Here are the latest titles that have moved from library to home and back again:
29. Redwood and Wildfire by Andrea Hairston (Hairston is an African-American science fiction/fantasy author; this is a reread of a novel my son Sam gave me when he heard Hairston speak at PSU several years ago)
30. Black Ink: Literary Legends on the Peril, Power, and Pleasure of Reading and Writing, edited by Stephanie Stokes Oliver (excerpts from African-American and other Black writers' works running chronologically from Frederick Douglass to Barrack Obama, this one blew me away. W.E.B. Du Bois, Malcolm X, Martin Luther King, Jr., Alice Walker, Ta-Nehisi Coates, Roxane Gay, James Baldwin, Chimamanda Ngozi Adichie: the list goes on and on. One of the most emotional excerpts was from Booker T. Washington's Up From Slavery, where he recounts the immediate impact of the end of the Civil War in former slaves of all ages finally having the opportunity to obtain an education: " was a whole race trying to go to school." I read that and started crying from the sheer weight of that moment. Poet Nikki Giovanni says it best in in the Foreword: "Black Lives Matter. Black Ink reminds us of why.")
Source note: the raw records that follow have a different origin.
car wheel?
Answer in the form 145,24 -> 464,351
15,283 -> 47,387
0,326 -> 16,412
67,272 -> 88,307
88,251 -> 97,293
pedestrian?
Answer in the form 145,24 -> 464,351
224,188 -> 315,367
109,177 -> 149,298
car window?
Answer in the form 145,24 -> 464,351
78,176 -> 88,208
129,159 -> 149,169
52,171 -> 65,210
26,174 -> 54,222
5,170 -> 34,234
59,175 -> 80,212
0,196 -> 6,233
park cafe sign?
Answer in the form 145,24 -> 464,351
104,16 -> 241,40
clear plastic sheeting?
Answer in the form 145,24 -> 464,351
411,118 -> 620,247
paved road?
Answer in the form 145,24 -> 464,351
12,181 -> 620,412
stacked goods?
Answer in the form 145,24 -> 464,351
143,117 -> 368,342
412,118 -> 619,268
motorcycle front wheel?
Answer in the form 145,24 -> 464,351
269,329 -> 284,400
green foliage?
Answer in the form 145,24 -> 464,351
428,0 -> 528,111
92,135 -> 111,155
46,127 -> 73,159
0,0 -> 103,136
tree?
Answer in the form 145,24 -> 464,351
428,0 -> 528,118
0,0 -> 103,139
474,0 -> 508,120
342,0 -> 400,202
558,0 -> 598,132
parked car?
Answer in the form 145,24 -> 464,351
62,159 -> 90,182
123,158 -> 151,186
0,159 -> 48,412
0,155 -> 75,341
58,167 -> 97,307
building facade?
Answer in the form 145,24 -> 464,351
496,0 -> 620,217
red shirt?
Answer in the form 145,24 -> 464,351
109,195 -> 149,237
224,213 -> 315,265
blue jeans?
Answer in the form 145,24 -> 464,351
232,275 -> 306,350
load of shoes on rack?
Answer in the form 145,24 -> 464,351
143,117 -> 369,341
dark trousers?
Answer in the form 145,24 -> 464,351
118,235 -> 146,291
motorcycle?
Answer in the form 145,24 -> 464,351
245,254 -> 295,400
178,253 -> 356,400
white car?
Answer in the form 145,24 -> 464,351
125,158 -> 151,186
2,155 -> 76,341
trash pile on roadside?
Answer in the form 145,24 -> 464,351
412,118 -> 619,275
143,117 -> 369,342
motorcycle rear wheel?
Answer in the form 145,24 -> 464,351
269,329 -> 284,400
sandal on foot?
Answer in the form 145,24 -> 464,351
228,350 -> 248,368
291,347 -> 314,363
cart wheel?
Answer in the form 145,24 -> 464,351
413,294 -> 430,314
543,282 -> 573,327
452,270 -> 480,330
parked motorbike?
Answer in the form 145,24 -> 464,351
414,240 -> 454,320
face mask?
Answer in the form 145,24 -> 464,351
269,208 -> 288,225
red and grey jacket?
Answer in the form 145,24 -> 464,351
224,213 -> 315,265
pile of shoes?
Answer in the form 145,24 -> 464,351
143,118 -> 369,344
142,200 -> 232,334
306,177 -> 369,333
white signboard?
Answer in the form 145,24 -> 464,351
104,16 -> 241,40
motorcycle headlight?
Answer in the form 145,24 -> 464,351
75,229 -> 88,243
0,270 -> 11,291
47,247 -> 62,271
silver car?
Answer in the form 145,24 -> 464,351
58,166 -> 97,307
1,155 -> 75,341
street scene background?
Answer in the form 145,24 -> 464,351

31. Where Did You Sleep Last Night? A Personal History by Danzy Senna. (I got introduced to Senna through Black Ink; this is her memoir of making sense of her tangled biracial history)
32. A Man Called Ove by Fredrik Backman (translated from the Swedish, this is a fun novel that several of the oncology nurses and staff were reading late last fall)
33. The Art of Death: Writing the Final Story by Edwidge Danticat (another Black Ink introduction, this work is half memoir of the death of Danticat's mother from ovarian cancer and half an examination of how writers, especially women writers, write about death in fiction and in memoir)

Last week Warren's son David was over to share a meal. At some point in the evening the picture book Mike Mulligan and His Steam Shovel came up. David was a little hazy on whether he remembered that book, so Warren found a reading of it on YouTube and we all watched and listened. Warren said "add that to your list." "But I didn't read it," I responded. We had a brief debate about whether it should go on the list, and I finally told Warren I'd list it with an asterisk and no number. So:
*Mike Mike Mulligan and His Steam Shovel by Virginia Lee Burton (a childhood classic: what more can I say?)